State and MGT leaders also told the state board at a progress update meeting Thursday that Central started the year with schedules that didn’t allow for collaborat­ive teacher planning — a new strategy that had begun the year prior and that state officials had considered key to the school’s improvemen­t plan.

Because of low achievemen­t, the state gave Central the second-lowest of four state ratings every year since 2012. The state has suspended giving those ratings during the pandemic.

But even without the usual amount of assessment data, state officials found that Central is off track.

“The transition in leadership, along with the transition in curriculum, and evidence of weakened structures from past years, indicates that the school is not moving forward,” the state wrote in its progress report.

In preparatio­n for Central’s state board hearing in February, the state will convene a State Review Panel — a group of educators and experts that will visit the school to observe work and problems, and to submit a recommenda­tion to the state board.

Under state law, the state board has four options for how to direct action for a low-performing school: It can order it closed, turned into a charter school, handed over to an external group for management, or put on an innovation plan which grants it more autonomy.

Besides the review panel’s recommenda­tion, the state board also allows the district to submit its own proposal for which of those four actions to take.

In this case, state education officials say MGT is considered to be the district and will be able to submit a recommenda­tion, despite at least one state board member raising concerns that MGT has a financial incentive to recommend its continued external management of the school.

Other board members pointed out that school districts also have various conflictin­g interests in choosing certain pathways to recommend and also have to weigh different recommenda­tions.

When MGT began running Adams 14 schools in 2019, MGT leaders started considerin­g plans to improve Central Elementary — where about 84% of students qualify for subsidized lunches, a measure of poverty.
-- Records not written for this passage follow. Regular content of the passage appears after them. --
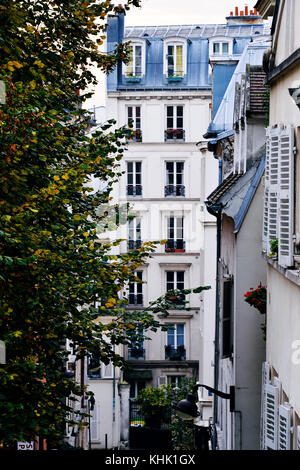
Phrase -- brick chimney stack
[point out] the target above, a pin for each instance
(244, 16)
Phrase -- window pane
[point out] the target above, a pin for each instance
(216, 47)
(139, 287)
(129, 69)
(179, 230)
(171, 336)
(179, 68)
(225, 47)
(170, 61)
(138, 228)
(170, 123)
(170, 173)
(179, 110)
(180, 335)
(179, 173)
(179, 123)
(170, 234)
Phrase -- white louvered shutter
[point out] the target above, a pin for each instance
(265, 235)
(277, 383)
(274, 142)
(95, 422)
(271, 416)
(284, 427)
(162, 380)
(264, 381)
(286, 197)
(298, 437)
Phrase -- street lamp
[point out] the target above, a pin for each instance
(187, 409)
(91, 405)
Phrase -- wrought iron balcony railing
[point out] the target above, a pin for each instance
(135, 299)
(136, 354)
(175, 354)
(136, 136)
(175, 246)
(134, 244)
(176, 299)
(134, 190)
(174, 190)
(174, 135)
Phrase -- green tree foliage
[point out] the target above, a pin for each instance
(52, 267)
(157, 406)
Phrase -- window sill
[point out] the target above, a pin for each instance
(132, 79)
(174, 79)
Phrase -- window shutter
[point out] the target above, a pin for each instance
(265, 237)
(265, 380)
(95, 422)
(284, 427)
(271, 416)
(107, 370)
(274, 142)
(162, 380)
(286, 197)
(298, 437)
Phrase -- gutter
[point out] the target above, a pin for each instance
(216, 211)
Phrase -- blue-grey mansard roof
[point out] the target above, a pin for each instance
(197, 76)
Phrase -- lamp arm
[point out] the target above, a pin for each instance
(213, 390)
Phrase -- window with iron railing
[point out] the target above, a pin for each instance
(134, 234)
(175, 348)
(175, 66)
(174, 179)
(134, 123)
(174, 120)
(175, 281)
(135, 296)
(175, 242)
(134, 66)
(134, 179)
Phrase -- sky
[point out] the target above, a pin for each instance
(161, 12)
(167, 12)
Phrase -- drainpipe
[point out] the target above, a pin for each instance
(216, 211)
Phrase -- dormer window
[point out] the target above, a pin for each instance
(175, 59)
(135, 69)
(220, 47)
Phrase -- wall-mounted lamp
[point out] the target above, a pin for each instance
(187, 408)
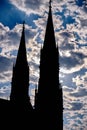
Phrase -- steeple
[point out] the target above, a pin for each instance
(21, 57)
(49, 102)
(49, 34)
(20, 79)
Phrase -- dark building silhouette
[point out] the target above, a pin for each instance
(49, 101)
(47, 112)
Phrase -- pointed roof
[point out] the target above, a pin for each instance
(49, 34)
(21, 56)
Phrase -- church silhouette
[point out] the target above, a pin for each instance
(47, 112)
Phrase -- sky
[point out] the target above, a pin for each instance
(70, 25)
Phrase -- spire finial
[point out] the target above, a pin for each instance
(50, 3)
(23, 23)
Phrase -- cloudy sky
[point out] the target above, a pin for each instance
(70, 24)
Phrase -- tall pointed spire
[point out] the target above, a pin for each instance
(21, 56)
(50, 3)
(49, 97)
(20, 79)
(49, 34)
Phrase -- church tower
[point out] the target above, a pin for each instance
(20, 79)
(49, 100)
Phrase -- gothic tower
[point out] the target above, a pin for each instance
(20, 79)
(49, 101)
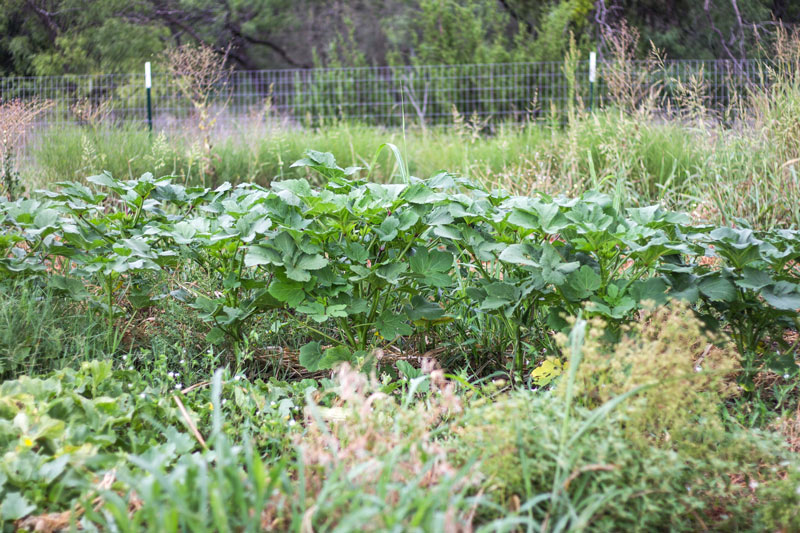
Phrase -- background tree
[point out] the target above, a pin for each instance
(39, 37)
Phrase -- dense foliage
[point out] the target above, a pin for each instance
(51, 37)
(357, 265)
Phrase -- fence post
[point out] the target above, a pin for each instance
(147, 85)
(592, 77)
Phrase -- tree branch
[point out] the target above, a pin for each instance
(519, 18)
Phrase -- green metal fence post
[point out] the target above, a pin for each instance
(147, 85)
(592, 77)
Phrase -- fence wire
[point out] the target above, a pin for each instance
(386, 96)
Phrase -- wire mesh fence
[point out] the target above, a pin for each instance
(387, 96)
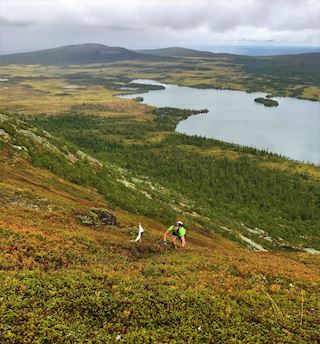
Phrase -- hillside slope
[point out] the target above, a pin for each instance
(69, 276)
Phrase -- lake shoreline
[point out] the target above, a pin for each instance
(237, 96)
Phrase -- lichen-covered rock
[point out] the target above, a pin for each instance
(97, 217)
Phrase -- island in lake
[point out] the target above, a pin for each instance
(266, 101)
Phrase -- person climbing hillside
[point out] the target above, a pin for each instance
(177, 230)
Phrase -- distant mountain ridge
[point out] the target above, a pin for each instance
(75, 54)
(89, 53)
(183, 52)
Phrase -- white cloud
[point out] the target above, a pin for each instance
(150, 23)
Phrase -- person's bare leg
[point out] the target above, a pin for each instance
(183, 242)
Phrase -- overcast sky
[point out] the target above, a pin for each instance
(27, 25)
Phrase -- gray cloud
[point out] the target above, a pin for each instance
(5, 21)
(138, 23)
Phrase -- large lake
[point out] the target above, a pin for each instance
(292, 129)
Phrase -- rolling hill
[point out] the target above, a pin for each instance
(183, 52)
(68, 274)
(74, 54)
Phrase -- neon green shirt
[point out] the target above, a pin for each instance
(181, 231)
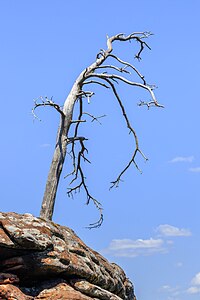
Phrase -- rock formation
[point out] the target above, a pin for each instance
(42, 260)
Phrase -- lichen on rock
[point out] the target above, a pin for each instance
(43, 260)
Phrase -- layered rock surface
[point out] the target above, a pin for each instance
(42, 260)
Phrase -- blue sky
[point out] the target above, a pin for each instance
(151, 225)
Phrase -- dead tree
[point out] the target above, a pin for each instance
(105, 75)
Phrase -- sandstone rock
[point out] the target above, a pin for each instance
(49, 261)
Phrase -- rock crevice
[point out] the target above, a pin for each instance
(43, 260)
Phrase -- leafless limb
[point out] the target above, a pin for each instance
(130, 66)
(94, 118)
(69, 140)
(46, 102)
(96, 82)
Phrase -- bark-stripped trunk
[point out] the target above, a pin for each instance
(106, 80)
(59, 154)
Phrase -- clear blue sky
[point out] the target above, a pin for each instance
(151, 226)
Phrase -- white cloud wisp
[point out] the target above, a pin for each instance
(182, 159)
(169, 230)
(133, 248)
(195, 285)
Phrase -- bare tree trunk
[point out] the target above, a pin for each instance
(96, 73)
(59, 155)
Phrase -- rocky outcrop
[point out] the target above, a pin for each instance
(42, 260)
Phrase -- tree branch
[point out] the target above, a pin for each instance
(46, 102)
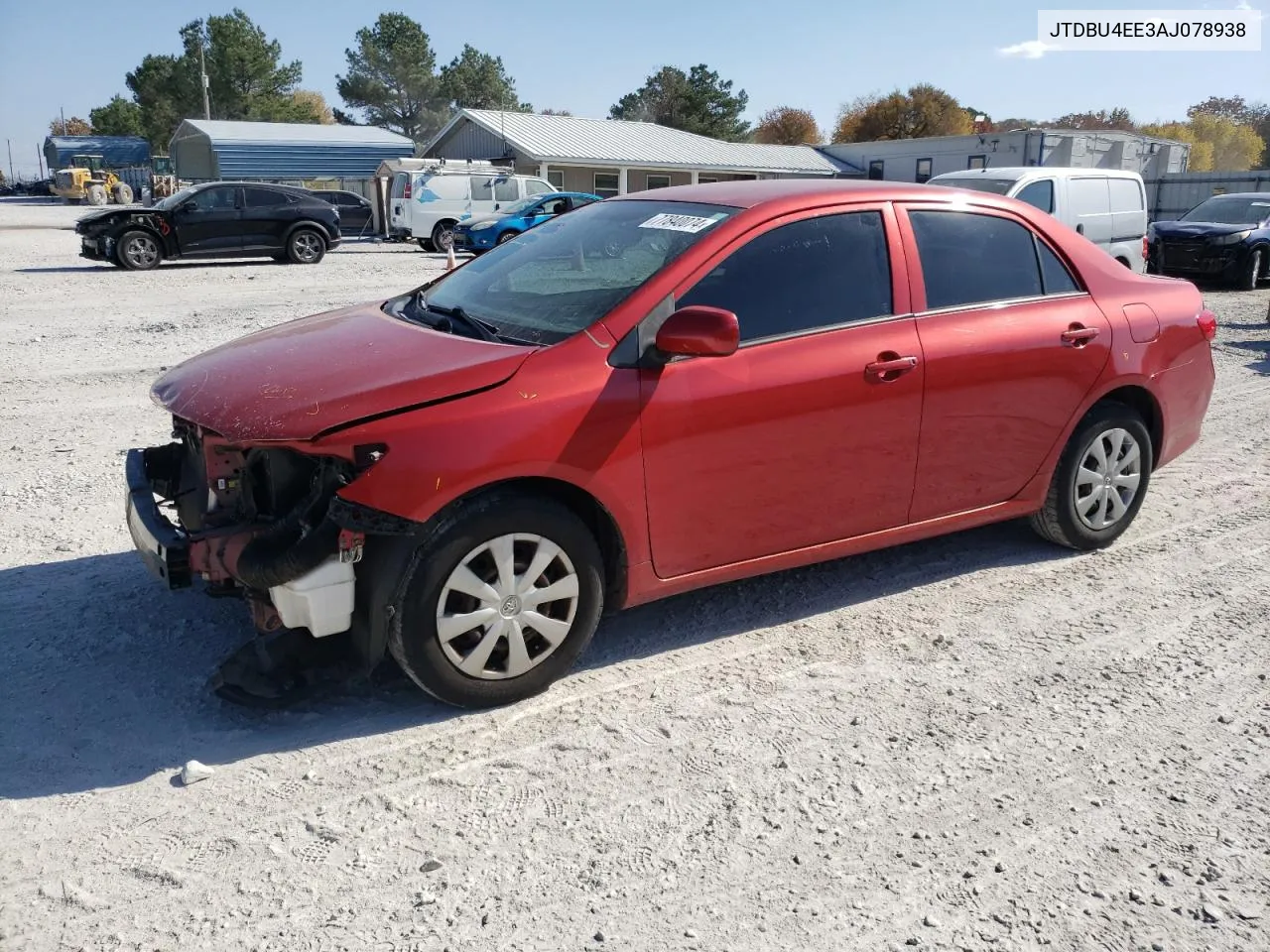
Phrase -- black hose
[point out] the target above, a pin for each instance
(286, 552)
MGT floated the idea of requesting innovation status for the school to allow flexibilit­y from things such as a teachers union contract that it said was getting in the way of how teacher planning time could be scheduled.
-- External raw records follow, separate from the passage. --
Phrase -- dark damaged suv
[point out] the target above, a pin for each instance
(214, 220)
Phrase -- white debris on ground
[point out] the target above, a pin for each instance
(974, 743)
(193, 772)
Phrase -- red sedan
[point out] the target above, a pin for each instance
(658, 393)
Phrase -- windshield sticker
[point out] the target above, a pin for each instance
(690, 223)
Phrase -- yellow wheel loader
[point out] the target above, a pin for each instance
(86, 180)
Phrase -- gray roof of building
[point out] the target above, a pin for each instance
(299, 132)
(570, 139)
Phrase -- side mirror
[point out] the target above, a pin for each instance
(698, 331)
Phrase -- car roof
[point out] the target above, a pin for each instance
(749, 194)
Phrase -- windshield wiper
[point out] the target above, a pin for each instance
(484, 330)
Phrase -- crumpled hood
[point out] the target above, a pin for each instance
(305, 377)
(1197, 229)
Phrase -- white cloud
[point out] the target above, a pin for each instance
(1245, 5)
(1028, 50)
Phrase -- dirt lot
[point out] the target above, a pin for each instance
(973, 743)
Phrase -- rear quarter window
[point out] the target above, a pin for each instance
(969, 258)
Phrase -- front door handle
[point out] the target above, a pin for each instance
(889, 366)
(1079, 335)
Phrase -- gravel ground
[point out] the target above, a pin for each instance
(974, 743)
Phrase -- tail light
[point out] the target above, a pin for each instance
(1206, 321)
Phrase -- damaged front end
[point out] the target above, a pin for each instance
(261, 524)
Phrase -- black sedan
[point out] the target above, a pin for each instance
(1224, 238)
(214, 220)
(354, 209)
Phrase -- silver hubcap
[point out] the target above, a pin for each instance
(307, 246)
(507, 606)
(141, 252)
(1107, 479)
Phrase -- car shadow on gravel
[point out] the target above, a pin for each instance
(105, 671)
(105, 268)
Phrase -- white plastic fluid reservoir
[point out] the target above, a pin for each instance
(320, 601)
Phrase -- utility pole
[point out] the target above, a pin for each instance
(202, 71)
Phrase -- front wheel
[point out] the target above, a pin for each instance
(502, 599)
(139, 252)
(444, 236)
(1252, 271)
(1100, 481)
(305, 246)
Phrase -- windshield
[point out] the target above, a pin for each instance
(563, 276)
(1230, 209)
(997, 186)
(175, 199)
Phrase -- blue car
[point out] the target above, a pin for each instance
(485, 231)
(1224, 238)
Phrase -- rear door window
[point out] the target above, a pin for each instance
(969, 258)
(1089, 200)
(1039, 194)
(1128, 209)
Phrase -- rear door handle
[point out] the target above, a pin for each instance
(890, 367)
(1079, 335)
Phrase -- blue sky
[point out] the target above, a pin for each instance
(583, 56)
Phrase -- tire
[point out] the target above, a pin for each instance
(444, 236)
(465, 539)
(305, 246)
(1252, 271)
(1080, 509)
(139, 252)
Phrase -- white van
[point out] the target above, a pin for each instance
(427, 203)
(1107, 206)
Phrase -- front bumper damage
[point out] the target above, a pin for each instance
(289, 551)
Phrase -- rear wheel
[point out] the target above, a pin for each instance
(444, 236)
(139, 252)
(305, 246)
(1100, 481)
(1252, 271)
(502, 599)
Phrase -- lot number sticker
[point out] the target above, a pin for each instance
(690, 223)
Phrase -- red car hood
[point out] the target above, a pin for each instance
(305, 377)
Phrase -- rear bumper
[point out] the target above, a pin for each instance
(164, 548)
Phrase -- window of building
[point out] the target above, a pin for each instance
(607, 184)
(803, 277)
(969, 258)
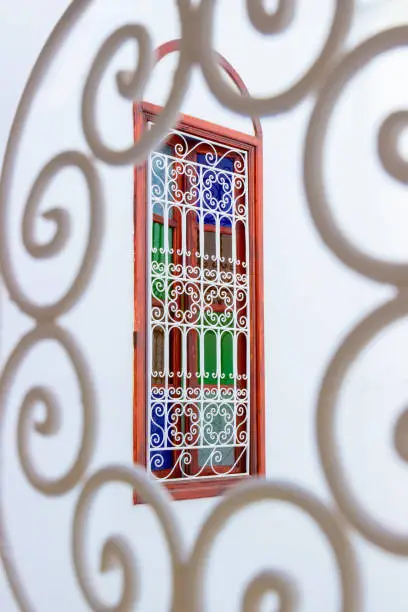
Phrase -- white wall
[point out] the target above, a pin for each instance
(311, 301)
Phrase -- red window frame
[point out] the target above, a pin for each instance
(195, 488)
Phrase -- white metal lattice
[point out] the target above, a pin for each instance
(198, 419)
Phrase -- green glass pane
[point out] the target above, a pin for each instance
(210, 357)
(227, 362)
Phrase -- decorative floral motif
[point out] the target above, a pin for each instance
(196, 21)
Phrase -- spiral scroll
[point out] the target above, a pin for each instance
(329, 74)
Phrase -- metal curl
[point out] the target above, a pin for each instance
(48, 427)
(130, 86)
(281, 103)
(116, 551)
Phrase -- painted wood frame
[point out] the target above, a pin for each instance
(252, 144)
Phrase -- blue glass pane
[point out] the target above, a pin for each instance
(217, 188)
But months later the pandemic sent schools into remote learning, and the focus of improvemen­t work across the district shifted.

The state will convene two other State Review Panels, one to observe the progress of the district as a whole and one to observe progress of Adams City High School, another school under state scrutiny for low performanc­e. Those two panels won’t submit recommenda­tions; they will present observatio­ns to help the state continue to monitor the district.

The new scrutiny comes amid ongoing disagreeme­nts between Adams 14 Superinten­dent Karla Loria and MGT, which is in the third year of a four-year contract to improve student performanc­e. State board members wondered whether they might need to change their 2018 order to remove “sticking points” that might be causing disruption to improving the district.